Among the most important selling features of an automobile is the quality of its painted finish. For this reason, automobile manufacturers are particularly concerned with producing a high quality exterior finish on today's automobile.
Many of the automobile parts currently used are fabricated from lightweight materials, such as aluminum and plastics, which do not themselves possess a desirable finish, or prematurely lose that finish when exposed to the elements. Various approaches have been taken to providing a high quality automotive paint-like finish to lightweight parts, such as molded plastic parts. One approach which has received considerable attention uses a preformed paint-like film which can be either bonded to a preformed part or applied to a plastic part as it is molded.
One such surfacing film is a paint transfer article described in U.S. Pat. No. 4,818,589. See also Johnson, B., "Development of an Automotive "Paint Film" Concept," SAE Technical Paper Series, 890532, 1989. The paint transfer articles described in the preceding references use standard autobody paints for the coating composition to add the decorative feature to a surfacing film for automobile body parts. Properties of the cited carrier restrict its utility as a protective carrier.
Commonly-owned U.S. Pat. Nos. 4,810,540, 4,931,324 and 4,943,680 describe surfacing films which are formed from liquid cast molecularly unoriented polymer films. The molecularly unoriented polymer films produce high quality, high gloss paint-like finishes on contoured articles such as automobile body parts.
The paint-like coating compositions of the foregoing surfacing films are typically formed by spraying, casting or coating the paint-like layer onto a casting base. The casting base must have uniform texture or gloss, since this texture and gloss is transferred to the surface of the colored surfacing film layer.

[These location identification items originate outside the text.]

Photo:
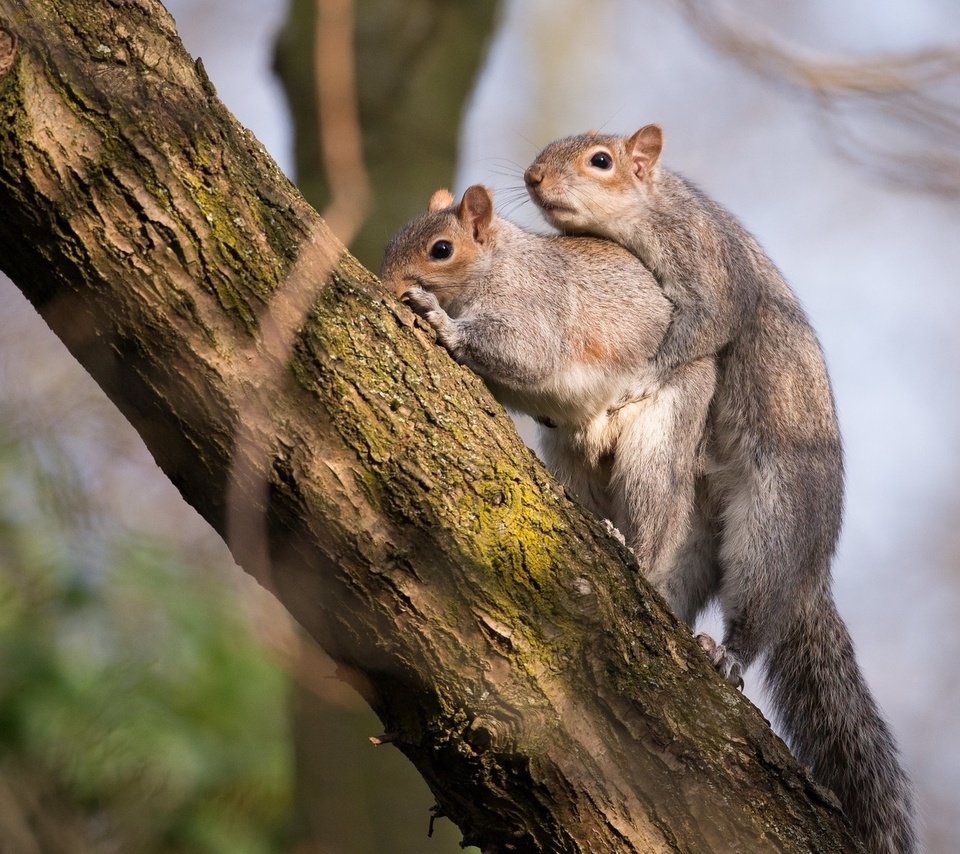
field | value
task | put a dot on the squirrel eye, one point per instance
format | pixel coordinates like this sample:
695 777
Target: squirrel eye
601 160
441 249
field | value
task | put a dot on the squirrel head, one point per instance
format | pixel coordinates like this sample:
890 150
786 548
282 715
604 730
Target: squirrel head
444 250
593 183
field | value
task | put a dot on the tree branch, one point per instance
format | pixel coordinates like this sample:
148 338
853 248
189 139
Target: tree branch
548 698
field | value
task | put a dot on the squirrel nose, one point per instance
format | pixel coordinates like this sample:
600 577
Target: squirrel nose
533 176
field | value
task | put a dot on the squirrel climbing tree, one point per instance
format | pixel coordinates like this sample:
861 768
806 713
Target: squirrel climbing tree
548 698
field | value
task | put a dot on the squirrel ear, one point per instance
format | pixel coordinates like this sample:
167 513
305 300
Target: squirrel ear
439 200
645 147
476 211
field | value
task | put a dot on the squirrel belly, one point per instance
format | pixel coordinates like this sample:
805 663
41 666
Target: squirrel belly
773 489
565 329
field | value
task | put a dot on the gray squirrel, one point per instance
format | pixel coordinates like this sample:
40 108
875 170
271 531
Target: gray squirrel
774 481
562 329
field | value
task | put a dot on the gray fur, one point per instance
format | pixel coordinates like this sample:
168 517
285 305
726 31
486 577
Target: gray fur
562 329
771 503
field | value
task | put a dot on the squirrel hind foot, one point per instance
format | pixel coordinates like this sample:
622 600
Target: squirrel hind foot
727 664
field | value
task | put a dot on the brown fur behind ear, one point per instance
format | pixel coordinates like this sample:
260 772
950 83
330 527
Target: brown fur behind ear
645 147
476 211
441 199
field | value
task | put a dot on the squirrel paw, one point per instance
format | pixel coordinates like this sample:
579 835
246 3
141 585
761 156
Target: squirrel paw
420 301
635 395
726 662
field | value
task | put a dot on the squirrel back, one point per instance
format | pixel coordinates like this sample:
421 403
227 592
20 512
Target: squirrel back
776 468
564 329
559 326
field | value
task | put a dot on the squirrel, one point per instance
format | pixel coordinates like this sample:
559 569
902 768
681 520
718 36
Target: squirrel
562 328
774 479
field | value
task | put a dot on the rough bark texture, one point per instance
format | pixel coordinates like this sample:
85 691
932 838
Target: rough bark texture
549 700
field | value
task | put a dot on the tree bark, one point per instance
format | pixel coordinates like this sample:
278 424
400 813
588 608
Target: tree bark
546 695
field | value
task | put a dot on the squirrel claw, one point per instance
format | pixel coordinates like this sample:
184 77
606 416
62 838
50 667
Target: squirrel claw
420 301
726 662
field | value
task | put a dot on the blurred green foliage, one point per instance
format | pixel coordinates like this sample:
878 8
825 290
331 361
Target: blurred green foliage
137 712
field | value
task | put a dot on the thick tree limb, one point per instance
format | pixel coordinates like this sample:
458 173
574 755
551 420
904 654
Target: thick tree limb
549 700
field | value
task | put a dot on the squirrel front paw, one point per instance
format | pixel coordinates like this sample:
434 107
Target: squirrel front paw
727 664
420 301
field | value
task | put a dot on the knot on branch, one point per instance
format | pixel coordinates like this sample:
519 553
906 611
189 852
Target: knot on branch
8 50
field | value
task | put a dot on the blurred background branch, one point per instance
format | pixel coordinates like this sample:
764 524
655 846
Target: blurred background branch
895 114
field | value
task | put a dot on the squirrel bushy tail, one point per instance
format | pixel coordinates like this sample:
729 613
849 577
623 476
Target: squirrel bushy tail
833 725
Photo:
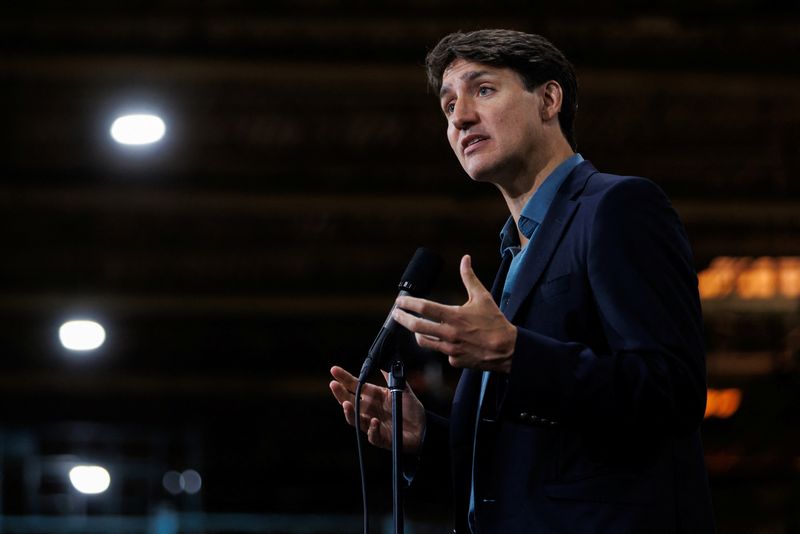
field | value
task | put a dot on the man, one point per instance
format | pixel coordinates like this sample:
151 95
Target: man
584 370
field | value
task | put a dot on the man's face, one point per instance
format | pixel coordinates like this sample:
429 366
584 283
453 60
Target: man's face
493 122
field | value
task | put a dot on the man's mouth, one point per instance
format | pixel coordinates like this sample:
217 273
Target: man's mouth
471 140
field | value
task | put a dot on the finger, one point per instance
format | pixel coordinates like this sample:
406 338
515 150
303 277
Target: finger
374 433
344 378
340 392
426 308
471 281
423 326
349 415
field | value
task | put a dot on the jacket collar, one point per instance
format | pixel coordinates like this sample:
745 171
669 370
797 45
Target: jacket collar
565 203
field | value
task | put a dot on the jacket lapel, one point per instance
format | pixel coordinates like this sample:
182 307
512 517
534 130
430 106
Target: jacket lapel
548 236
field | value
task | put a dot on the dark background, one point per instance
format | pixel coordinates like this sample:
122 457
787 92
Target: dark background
260 242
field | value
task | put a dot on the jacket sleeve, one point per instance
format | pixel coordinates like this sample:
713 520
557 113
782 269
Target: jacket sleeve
650 375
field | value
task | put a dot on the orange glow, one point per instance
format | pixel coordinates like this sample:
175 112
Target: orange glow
789 277
723 403
748 278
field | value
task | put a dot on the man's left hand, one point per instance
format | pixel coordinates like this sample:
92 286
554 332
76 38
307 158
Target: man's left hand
474 335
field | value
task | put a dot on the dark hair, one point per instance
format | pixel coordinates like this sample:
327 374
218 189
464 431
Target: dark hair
531 56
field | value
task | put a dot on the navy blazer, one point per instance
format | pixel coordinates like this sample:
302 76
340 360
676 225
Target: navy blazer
595 429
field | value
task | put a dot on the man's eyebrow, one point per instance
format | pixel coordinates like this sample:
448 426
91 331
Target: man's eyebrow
467 76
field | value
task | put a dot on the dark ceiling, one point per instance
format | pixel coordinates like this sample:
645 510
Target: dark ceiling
304 161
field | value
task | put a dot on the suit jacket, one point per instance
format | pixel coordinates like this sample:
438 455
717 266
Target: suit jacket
595 429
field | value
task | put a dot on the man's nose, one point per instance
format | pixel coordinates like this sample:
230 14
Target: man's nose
464 113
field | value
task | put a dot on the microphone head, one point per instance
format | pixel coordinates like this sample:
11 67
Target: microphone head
421 273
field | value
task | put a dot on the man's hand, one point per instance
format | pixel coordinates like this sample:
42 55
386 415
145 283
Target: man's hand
475 335
376 411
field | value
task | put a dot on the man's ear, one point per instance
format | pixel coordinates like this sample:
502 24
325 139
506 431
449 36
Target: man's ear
552 96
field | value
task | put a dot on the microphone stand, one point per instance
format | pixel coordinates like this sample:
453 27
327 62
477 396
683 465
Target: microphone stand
397 385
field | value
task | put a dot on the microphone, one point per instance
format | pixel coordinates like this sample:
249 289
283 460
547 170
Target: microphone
417 281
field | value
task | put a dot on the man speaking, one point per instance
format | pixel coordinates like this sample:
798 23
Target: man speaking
583 388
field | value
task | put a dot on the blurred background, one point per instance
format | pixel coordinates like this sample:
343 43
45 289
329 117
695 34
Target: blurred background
260 241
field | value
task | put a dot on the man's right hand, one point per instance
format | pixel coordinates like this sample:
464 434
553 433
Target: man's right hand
376 411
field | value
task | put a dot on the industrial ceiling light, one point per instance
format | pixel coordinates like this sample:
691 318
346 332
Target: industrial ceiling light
90 479
140 129
81 335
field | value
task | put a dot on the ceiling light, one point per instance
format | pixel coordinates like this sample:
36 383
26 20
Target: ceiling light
90 479
139 129
81 335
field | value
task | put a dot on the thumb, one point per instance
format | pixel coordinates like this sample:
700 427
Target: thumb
470 279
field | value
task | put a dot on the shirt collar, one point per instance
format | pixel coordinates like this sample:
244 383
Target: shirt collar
535 210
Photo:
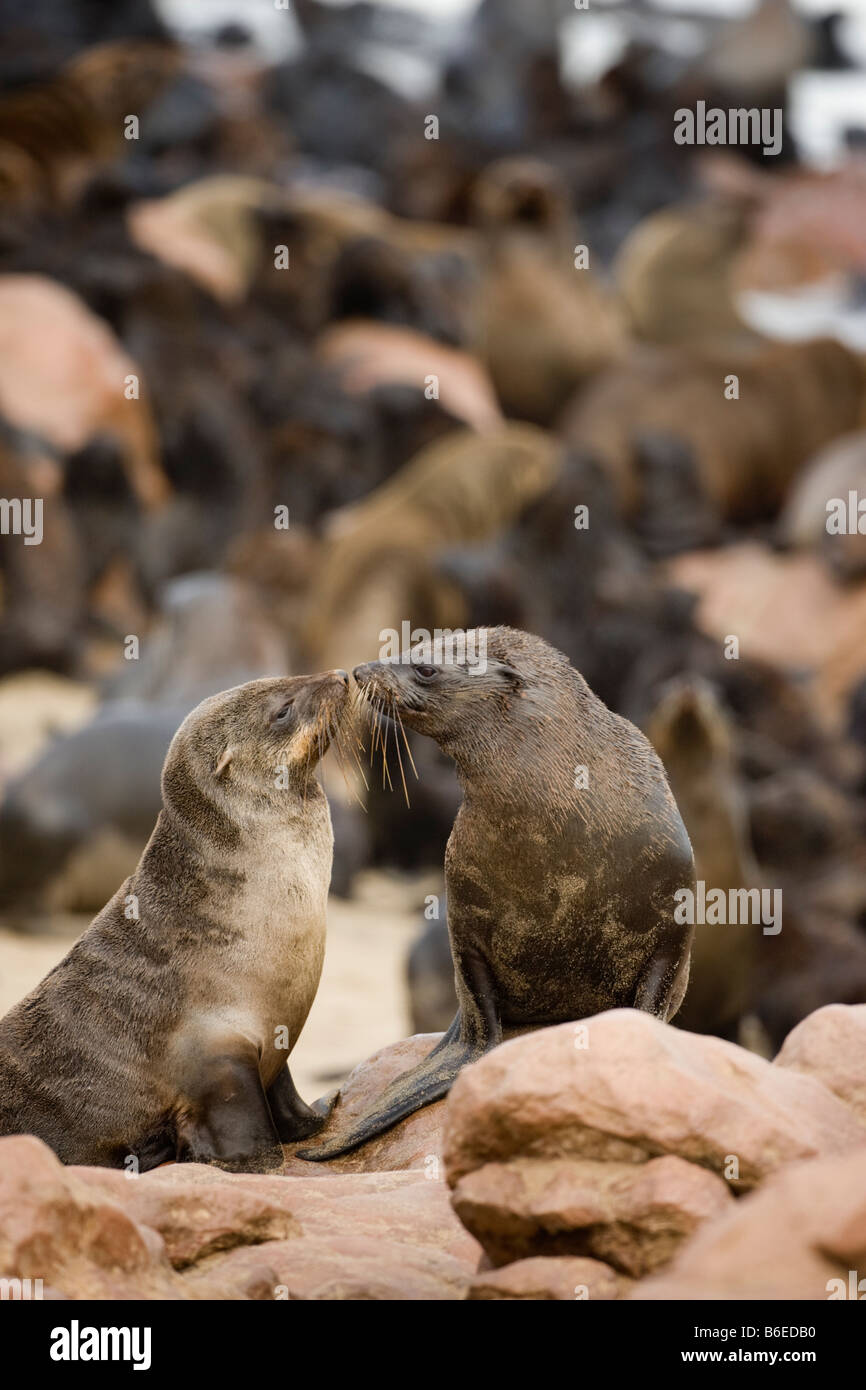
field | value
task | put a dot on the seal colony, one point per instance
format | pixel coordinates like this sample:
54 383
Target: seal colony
562 863
164 1032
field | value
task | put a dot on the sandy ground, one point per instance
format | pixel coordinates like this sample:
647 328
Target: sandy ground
360 1004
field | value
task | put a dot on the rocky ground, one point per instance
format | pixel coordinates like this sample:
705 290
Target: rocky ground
616 1158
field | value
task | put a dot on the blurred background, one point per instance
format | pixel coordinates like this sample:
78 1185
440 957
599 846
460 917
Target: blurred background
319 319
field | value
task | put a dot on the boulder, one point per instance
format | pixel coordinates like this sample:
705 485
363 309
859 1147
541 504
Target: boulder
631 1216
799 1236
342 1266
830 1045
551 1278
78 1241
202 1211
626 1087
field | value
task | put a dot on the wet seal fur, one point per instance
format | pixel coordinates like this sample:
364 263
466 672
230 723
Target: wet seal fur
560 901
159 1034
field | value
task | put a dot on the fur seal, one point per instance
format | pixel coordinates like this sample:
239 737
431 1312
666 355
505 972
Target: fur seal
161 1033
560 901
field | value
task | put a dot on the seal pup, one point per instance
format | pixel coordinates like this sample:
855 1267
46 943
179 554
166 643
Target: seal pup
562 863
164 1032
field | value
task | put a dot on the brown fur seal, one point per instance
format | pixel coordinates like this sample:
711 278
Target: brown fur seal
794 398
544 325
164 1032
560 901
694 736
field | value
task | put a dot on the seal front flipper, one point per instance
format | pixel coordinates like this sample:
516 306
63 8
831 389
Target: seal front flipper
228 1121
474 1032
293 1119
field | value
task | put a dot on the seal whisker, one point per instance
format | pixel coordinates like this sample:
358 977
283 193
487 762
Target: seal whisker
406 742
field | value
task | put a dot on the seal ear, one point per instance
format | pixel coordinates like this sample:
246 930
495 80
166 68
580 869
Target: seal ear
512 676
224 761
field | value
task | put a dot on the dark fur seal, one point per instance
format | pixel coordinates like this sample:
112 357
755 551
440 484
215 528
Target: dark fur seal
560 901
164 1032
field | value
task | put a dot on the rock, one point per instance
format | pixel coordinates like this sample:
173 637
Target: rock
334 1268
414 1143
75 391
804 1229
549 1276
198 1209
79 1243
367 355
633 1216
638 1089
202 1211
830 1045
786 609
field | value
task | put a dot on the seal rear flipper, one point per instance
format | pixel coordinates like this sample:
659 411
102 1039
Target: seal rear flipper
228 1122
421 1086
293 1119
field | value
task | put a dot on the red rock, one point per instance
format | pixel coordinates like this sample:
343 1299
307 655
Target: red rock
57 1229
551 1278
200 1211
335 1268
830 1045
631 1216
638 1090
799 1236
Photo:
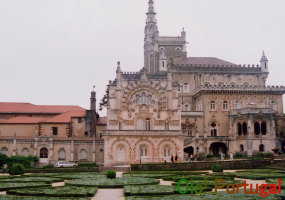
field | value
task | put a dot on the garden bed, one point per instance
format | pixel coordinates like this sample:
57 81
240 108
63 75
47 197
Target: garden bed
111 183
56 192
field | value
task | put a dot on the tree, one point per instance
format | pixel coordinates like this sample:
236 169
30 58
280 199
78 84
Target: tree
104 100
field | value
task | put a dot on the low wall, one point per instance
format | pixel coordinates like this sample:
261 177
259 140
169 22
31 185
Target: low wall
56 170
202 165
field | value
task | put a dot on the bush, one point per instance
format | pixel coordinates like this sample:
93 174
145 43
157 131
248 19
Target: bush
111 174
87 164
17 169
217 168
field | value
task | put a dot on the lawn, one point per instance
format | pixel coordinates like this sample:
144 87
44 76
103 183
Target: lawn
56 191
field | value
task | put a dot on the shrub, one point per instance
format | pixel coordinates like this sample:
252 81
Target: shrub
111 174
217 168
17 169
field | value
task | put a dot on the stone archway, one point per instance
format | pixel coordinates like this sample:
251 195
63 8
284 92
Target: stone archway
218 147
189 150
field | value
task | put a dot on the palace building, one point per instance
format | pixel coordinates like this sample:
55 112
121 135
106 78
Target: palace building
173 107
177 105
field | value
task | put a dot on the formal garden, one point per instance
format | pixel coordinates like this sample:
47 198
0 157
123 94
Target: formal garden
215 184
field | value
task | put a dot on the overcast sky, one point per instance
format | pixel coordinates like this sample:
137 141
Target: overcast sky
53 51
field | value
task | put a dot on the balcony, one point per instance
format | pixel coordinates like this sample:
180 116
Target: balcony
142 133
192 113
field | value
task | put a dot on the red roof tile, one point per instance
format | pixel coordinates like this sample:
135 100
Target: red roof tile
10 107
65 117
23 120
205 61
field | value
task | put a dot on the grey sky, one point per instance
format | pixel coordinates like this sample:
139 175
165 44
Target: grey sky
53 51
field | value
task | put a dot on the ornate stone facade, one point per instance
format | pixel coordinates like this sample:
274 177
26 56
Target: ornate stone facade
199 105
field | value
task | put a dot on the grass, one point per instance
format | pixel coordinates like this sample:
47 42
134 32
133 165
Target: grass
31 179
147 190
8 186
56 192
112 183
275 181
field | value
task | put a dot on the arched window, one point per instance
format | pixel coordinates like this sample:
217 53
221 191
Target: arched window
147 124
186 87
4 150
213 105
178 51
213 129
241 148
83 154
225 105
186 107
143 151
44 153
25 152
256 128
144 99
239 127
261 148
244 128
61 154
263 128
166 151
140 124
166 126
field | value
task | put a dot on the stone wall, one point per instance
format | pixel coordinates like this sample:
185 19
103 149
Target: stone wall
207 165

The casting base is selected for its stability under a variety of conditions. In general, high tensile strength is required so that the casting base, and consequently the paint-like layer, is not distorted by application of the tension required to advance the casting base through a coating machine. After application of the paint-like coating composition, the coated casting base would be typically run through a heating chamber to remove solvents or to fuse or cure/crosslink the polymeric components of the paint-like coating and so the casting base must have low extensibility at elevated temperature.
Additionally, the solvents of the coating composition may distort or impair the finish of the casting base, and so the base must be substantially solvent resistant. Accordingly, suitable films for the purposes described in the foregoing references are films that are stiff and rigid, resist distortion at elevated temperature, and are unaffected by harsh solvents.
In many applications, the casting base will be left in place on the surfacing film after the surfacing film is manufactured so that it thus serves as a protective carrier layer during shipment and handling and during subsequent application of the film to a substrate. In such applications, the carrier layer should be sufficiently flexible and extensible to conform intimately to the contours of the substrate. Such conformation may be enhanced by the application of heat, i.e. the carrier layer can be thermoformed.
The thermoformability of these carrier layers, however, is substantially limited. This is because the physical properties (e.g., low extensibility at elevated temperature) which make a film a good casting base are the very properties which would serve to restrict thermoformability if the film is to later serve as a carrier layer. Accordingly, the carrier layers of the foregoing references necessarily have restricted thermoformability. Carrier layers with restricted thermoformability may be suitably employed in applications where the amount of stretching or drawing is limited, but they produce defects such as cracking, wrinkling, crazing, and blushing when subjected to higher degrees of drawing or stretching by thermoforming and such films do not conform to replicate the mold surface. Because of the intimate proximity of the carrier layer and the paint-like layer, those defects are transferred to the paint-like layer, adversely affecting its value as a decorative feature of an article.